『審判』~逆位置~
Ⅰ
―――
「あ、お帰りなさい。もうすぐご飯できますよ。」
「あぁ。」
「座ってて下さい。」
「………」
蒼井さんの何か言いたげな視線に気付かないフリをして、私はキッチンへと入っていった。
初めて彼と一つになった日から、1ヶ月が経っていた。
その間に私たちは付き合う事になり、ついこの間からは同棲を始めた。
ソファーに座ってテレビを見ている彼を、ちらっと見てため息をついた。
あの日撮った写真を、翌日蒼井さんの大学の掲示板に貼った。
その日の夕方蒼井さんに呼び出された私は、緊張しながらもどこか吹っ切れていた。
罵倒されようが殴られようが、文句も言えない事をしたのだと覚悟した。
――
「…蒼井さん、私……」
「ずっと一緒にいて欲しい。
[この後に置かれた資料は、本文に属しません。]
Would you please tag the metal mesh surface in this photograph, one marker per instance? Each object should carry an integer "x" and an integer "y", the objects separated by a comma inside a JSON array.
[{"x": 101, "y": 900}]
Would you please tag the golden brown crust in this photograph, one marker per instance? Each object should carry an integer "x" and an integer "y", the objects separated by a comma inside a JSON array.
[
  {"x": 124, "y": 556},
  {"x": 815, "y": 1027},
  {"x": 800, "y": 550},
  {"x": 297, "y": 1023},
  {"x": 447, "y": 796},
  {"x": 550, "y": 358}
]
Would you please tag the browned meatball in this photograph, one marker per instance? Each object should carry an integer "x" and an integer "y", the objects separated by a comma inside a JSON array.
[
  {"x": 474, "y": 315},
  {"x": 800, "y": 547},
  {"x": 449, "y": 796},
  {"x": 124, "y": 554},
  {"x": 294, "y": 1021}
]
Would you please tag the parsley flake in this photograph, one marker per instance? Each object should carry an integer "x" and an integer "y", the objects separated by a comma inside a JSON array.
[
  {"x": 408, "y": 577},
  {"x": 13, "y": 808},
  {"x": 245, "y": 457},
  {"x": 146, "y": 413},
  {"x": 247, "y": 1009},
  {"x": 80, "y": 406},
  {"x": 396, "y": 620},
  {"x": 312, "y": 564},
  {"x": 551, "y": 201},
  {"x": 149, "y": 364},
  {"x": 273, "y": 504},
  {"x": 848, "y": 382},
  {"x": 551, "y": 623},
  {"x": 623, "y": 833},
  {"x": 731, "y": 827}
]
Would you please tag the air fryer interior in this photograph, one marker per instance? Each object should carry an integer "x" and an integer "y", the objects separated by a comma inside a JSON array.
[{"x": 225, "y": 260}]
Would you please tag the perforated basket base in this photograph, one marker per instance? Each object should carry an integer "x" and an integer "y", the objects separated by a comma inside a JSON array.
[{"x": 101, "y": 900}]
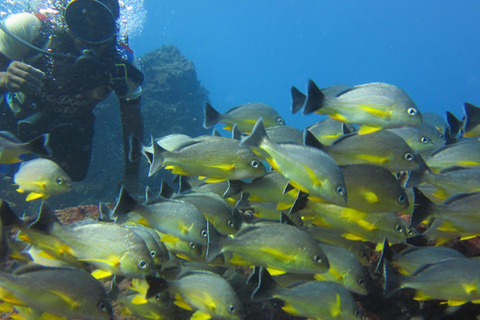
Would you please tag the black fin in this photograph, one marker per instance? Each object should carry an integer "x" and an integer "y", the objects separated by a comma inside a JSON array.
[
  {"x": 393, "y": 279},
  {"x": 46, "y": 219},
  {"x": 155, "y": 286},
  {"x": 310, "y": 140},
  {"x": 236, "y": 133},
  {"x": 211, "y": 116},
  {"x": 135, "y": 148},
  {"x": 300, "y": 202},
  {"x": 298, "y": 100},
  {"x": 233, "y": 187},
  {"x": 422, "y": 208},
  {"x": 387, "y": 254},
  {"x": 8, "y": 217},
  {"x": 315, "y": 99},
  {"x": 257, "y": 136},
  {"x": 105, "y": 213},
  {"x": 125, "y": 204},
  {"x": 266, "y": 287},
  {"x": 472, "y": 116},
  {"x": 39, "y": 145},
  {"x": 157, "y": 158},
  {"x": 214, "y": 243}
]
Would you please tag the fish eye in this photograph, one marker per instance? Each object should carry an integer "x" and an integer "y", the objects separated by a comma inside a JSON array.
[
  {"x": 102, "y": 306},
  {"x": 142, "y": 264},
  {"x": 357, "y": 313},
  {"x": 255, "y": 163},
  {"x": 412, "y": 111},
  {"x": 409, "y": 157},
  {"x": 317, "y": 259},
  {"x": 424, "y": 140}
]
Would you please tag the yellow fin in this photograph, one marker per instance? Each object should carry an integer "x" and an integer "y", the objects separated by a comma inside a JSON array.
[
  {"x": 381, "y": 113},
  {"x": 199, "y": 315},
  {"x": 354, "y": 237},
  {"x": 100, "y": 274},
  {"x": 169, "y": 238},
  {"x": 289, "y": 308},
  {"x": 372, "y": 158},
  {"x": 336, "y": 308},
  {"x": 139, "y": 300},
  {"x": 368, "y": 129},
  {"x": 215, "y": 180},
  {"x": 275, "y": 271},
  {"x": 366, "y": 225},
  {"x": 34, "y": 195}
]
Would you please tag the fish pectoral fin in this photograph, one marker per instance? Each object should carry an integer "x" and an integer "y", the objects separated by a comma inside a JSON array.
[
  {"x": 139, "y": 300},
  {"x": 71, "y": 301},
  {"x": 199, "y": 315},
  {"x": 35, "y": 195},
  {"x": 100, "y": 274},
  {"x": 275, "y": 271}
]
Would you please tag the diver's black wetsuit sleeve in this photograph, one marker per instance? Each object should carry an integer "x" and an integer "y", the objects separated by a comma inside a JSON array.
[{"x": 132, "y": 124}]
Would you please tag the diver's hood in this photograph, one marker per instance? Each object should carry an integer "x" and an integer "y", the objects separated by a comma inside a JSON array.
[{"x": 90, "y": 20}]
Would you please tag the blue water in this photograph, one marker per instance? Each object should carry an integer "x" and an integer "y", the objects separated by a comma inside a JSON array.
[{"x": 251, "y": 50}]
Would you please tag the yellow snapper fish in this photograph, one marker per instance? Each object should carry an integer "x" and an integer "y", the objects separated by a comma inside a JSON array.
[
  {"x": 214, "y": 158},
  {"x": 11, "y": 148},
  {"x": 319, "y": 300},
  {"x": 245, "y": 116},
  {"x": 60, "y": 292},
  {"x": 307, "y": 169},
  {"x": 372, "y": 106},
  {"x": 41, "y": 178},
  {"x": 209, "y": 295},
  {"x": 280, "y": 247},
  {"x": 454, "y": 280},
  {"x": 382, "y": 148}
]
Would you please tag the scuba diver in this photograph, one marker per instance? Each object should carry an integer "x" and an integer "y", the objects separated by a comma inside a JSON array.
[{"x": 52, "y": 77}]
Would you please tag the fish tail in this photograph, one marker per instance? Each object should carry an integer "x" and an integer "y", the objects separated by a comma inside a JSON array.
[
  {"x": 298, "y": 100},
  {"x": 156, "y": 158},
  {"x": 39, "y": 145},
  {"x": 212, "y": 116},
  {"x": 214, "y": 243},
  {"x": 258, "y": 135},
  {"x": 8, "y": 217},
  {"x": 266, "y": 286},
  {"x": 472, "y": 116},
  {"x": 422, "y": 209},
  {"x": 315, "y": 99},
  {"x": 393, "y": 279},
  {"x": 387, "y": 254}
]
」
待ち合わせ場所に現れた蒼井さんは、私を強引に抱きしめた。
「…え?」
「百合の傍にいたい。いさせて欲しい。」
「でも…」
「憎んだままでもいいと言っただろう。」
おもむろに私の体を離した蒼井さんは、真っ直ぐ瞳を見つめてきた。
「それでもいい。君の、俺に対する感情全てを受け止めたいんだ。」
「…許してくれるの?」
「許して欲しいのは俺の方だ。」
蒼井さんはゆっくり私の肩から手を離すと、夜空を仰いだ。
「あの事を、なかった事にはできない。」
つられて空を見上げる。
笑顔の蘭の幻が見えた気がして、私はそっと目を逸らした。
「だから百合、俺が罪を償うところを見ててくれ。できれば一生傍に……」
「蒼井さん!」
蒼井さんの言葉を遮って、私は彼に抱きついた。
「百合!?」
「私なんかが一緒にいていいの?」
「君がいい。」
何処か子どものような言い方に、思わず笑いが込み上げる。
その笑顔を隠すように、私は自分から彼の胸に顔を埋めた……
――
「蒼井さん、ご飯できましたよ。」
「あ、あぁ。」
「食べましょう。いただきます。」
「………」
無言で箸を持って食べ始めた彼を、私は笑顔で見つめた。
「美味しい?」
「あぁ。」
「もう!さっきからそればっかり。何か感想はないんですか?」
「うん。…美味い。」
「そう、良かった。」
私は短くそう言うと、笑顔のままご飯を食べ始めた。